I agree with Travis. If you have them... the bib liner pockets work much better on the mtb for water bottles. The jersey pockets do work well on the road with a good tight fit, but bouncing on the trail they kinda suck IMO. I wouldn't buy a roadie style jersey, unless you also ride on the road, but again JMO.

I'd buy some cheap dryfit type tops, and invest in liner bibs with back pockets. I've been using the Pearl Izumi liners and they work well.


----------



## Lone Rager (Dec 13, 2013)

Road bike, yes. MTB, no.


----------



## LargeMan (May 20, 2017)

Yep, multitool in each side pocket and water bottle in the middle rear pocket.


----------



## Thoreau (Jun 15, 2017)

Another vote for specialized swat bibs. been riding without a pack ever since finding those gems.


----------



## J.B. Weld (Aug 13, 2012)

I carry just about everything in my jersey pockets because they're versatile and handy, it would be difficult for me to live without them. They work best on tight roadie-style ones though so I understand that they're not for everyone.


----------



## Legbacon (Jan 20, 2004)

Mountain biking is 80% looking cool, with a roadie jersey your 20% better be good


----------



## J.B. Weld (Aug 13, 2012)

Travis Bickle said:


> Mountain biking is 80% looking cool, with a roadie jersey your 20% better be good


Thankfully there are no fashion runways on our local trails, come as you are.


----------



## Cleared2land (Aug 31, 2012)

I've never been a slave to fashion. 

But I do enjoy watching those who are.


----------



## Adrenolin (May 6, 2018)

Decades with jersey pockets road riding. For MTBing don't see it. I'll wear my hydration pack and toss a snack in that. Small underseat bag for a few tools/O2 pump.


----------



## Grassington (Jun 24, 2017)

Roadie jersey or tri top, me - gotta have those back pockets. They hold mobile phone, snacky bars, electrolyte tabs, asthma inhaler, and tick removal tongs wrapped in a thick lens cleaning cloth (plus some little baggies for taking the ticks home). In the winter I might also carry a hat, ear warmer headband and spare gloves (depending on temperature and general wetness). The only time I really notice the weight bobbing up and down is in the autumn when I'll fill up pocket space with a couple of pounds of chestnuts, but that's tolerable because at the end of it there'll be chestnuts.

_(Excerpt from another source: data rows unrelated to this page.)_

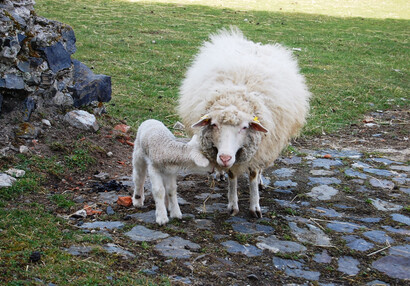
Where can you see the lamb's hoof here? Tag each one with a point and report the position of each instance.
(138, 202)
(257, 213)
(233, 212)
(162, 221)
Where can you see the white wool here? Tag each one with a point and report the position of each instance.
(253, 80)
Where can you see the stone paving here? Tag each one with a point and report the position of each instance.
(330, 218)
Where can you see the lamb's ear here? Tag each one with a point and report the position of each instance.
(257, 126)
(204, 120)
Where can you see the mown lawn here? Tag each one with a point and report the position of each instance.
(353, 66)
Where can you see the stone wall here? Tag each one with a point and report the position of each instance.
(36, 66)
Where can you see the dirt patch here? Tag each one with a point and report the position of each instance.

Like Mr Pig, I never put anything in my back pockets that could cause injury, and only squishy things go in the centre pocket. I don't want to be picking allen keys out of my spine after a crash, so tools, pump, bottle etc. go on the bike. Worst case is I'll get an inhaler-shaped bruise and a broken smartphone.

I also wear hardshell knee, shin, elbow and forearm pads, but fortunately I'm old so am exempt from having to wear the latest fashions. As long as my appearance doesn't startle horses then I'm just happy for my apparel to be practical.


----------



## Harold (Dec 23, 2003)

I have a few jerseys that have pockets. I don't use them.

I prefer jerseys without pockets. I like t-shirts for cost, but the problem there is that I like having the ability to adjust ventilation at the front when it's hot/humid. So I prefer something at least with a 1/4 zip front, snap, or button front. Lately, I've been using my plain t-shirts for layering when it's cooler, and not so much on their own.


----------



## Aglo (Dec 16, 2014)

Some of my jerseys have pockets, others don't. The only thing I carry on them is a light windproof, nutrition bars and some times a rag.


----------



## blizzardpapa (Jan 19, 2004)

If I ride with a backpack, I don't use them.

When I use the pockets, Phone and garage door oper go to the middle with a hand pump. tool goes to my right pocket, and a snack bar in the left.,


----------



## chazpat (Sep 23, 2006)

Like others, I use them when road biking but not for mountain biking. My mtb jerseys have zippered pockets but I still don't use them; stuff goes in my camelback and phone/keys in shorts pockets. On the road, I just stash my phone and maybe a snack in the pockets, everything else in a saddlebag.


----------



## Joe Handlebar (Apr 12, 2016)

Not sure the purpose of the poll...but, hey whatever! Voted..and yes, I use my jersey pockets.


----------